Methods: We performed analysis for a total of 3985 CCS patients without AF who underwent percutaneous coronary intervention (PCI) between April 2013 and March 2019 for whom information was obtained from the CLIDAS (Clinical Deep Data Accumulation System)-PCI database. The primary endpoint was NACE defined as the composite of 3-point major adverse cardiovascular events (3P-MACE) (cardiovascular death, non-fatal myocardial infarction, and non-fatal stroke) and GUSTO moderate/severe bleeding events.

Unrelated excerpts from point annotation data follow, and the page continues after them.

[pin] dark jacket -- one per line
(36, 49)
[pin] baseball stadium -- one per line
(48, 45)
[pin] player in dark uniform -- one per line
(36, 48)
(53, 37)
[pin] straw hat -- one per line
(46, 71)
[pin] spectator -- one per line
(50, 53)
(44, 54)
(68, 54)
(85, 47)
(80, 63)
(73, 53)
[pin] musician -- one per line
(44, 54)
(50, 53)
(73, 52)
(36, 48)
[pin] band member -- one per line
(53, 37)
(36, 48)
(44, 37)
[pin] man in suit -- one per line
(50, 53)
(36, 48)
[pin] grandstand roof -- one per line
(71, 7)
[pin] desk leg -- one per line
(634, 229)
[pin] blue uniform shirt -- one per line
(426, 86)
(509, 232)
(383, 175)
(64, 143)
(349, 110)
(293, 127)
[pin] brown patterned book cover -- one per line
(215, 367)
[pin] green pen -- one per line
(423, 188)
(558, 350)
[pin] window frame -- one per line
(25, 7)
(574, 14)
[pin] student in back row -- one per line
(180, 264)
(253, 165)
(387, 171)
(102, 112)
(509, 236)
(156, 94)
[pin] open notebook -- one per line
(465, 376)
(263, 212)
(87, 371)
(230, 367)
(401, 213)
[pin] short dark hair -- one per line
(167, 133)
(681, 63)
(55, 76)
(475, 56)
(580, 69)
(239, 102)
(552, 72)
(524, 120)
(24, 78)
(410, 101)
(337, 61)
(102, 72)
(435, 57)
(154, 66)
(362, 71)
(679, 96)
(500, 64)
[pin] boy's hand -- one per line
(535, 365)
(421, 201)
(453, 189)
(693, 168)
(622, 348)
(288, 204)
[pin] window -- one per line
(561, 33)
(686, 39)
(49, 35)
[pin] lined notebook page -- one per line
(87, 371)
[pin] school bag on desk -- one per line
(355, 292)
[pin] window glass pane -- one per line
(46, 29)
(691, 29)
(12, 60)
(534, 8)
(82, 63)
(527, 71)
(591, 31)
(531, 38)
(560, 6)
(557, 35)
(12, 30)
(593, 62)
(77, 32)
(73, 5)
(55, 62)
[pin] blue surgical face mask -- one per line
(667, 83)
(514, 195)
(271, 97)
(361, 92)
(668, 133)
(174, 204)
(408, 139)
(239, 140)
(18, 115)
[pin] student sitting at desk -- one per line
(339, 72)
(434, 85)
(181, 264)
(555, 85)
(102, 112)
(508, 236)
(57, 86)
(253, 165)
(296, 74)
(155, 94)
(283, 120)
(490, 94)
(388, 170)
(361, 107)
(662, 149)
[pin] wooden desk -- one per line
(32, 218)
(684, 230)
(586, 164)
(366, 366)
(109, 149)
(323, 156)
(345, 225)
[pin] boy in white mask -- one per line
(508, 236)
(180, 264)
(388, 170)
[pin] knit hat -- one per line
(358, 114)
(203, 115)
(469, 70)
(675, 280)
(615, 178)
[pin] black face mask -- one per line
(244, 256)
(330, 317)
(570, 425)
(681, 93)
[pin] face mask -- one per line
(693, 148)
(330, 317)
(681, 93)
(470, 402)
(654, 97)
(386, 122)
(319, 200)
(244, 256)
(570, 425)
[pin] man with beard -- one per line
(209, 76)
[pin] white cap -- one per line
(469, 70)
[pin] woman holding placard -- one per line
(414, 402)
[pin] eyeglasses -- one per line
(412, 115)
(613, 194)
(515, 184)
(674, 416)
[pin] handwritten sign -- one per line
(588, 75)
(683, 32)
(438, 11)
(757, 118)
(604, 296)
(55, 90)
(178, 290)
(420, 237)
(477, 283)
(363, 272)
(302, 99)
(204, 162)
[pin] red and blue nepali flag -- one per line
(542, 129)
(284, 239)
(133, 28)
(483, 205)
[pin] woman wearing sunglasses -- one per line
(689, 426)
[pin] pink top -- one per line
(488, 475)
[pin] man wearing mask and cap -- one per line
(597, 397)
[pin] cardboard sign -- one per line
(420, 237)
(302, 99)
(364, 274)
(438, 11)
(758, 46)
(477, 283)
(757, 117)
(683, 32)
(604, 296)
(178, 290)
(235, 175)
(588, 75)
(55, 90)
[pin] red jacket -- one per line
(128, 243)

Results: Kaplan-Meier analysis showed that both the CHADS-PARC and CHADS scores stratified the risks. The incidences of NACE were stratified well by the very-high-risk category, which was uniquely defined as a CHADS-PARC score of ≥6 (hazard ratio: 2.38, 95 % CI = 1.91-2.97, p-value <0.001). The area under the curve (AUC) in estimating NACE within 3 years was higher when the CHADS-PARC score was used than when the CHADS score was used (0.67 vs. 0.62, p = 0.003). This was mainly due to the accuracy in estimating bleeding events (0.66 vs. 0.60, p = 0.006).
Conclusions: The accuracy in estimating NACE after PCI for CCS patients without AF was higher when the CHADS-PARC score was used than when the CHADS score was used, mainly due to the accuracy in predicting bleeding risk. Higher incidences of endpoints were well-stratified by a very-high-risk category defined as a CHADS-PARC score of ≥6.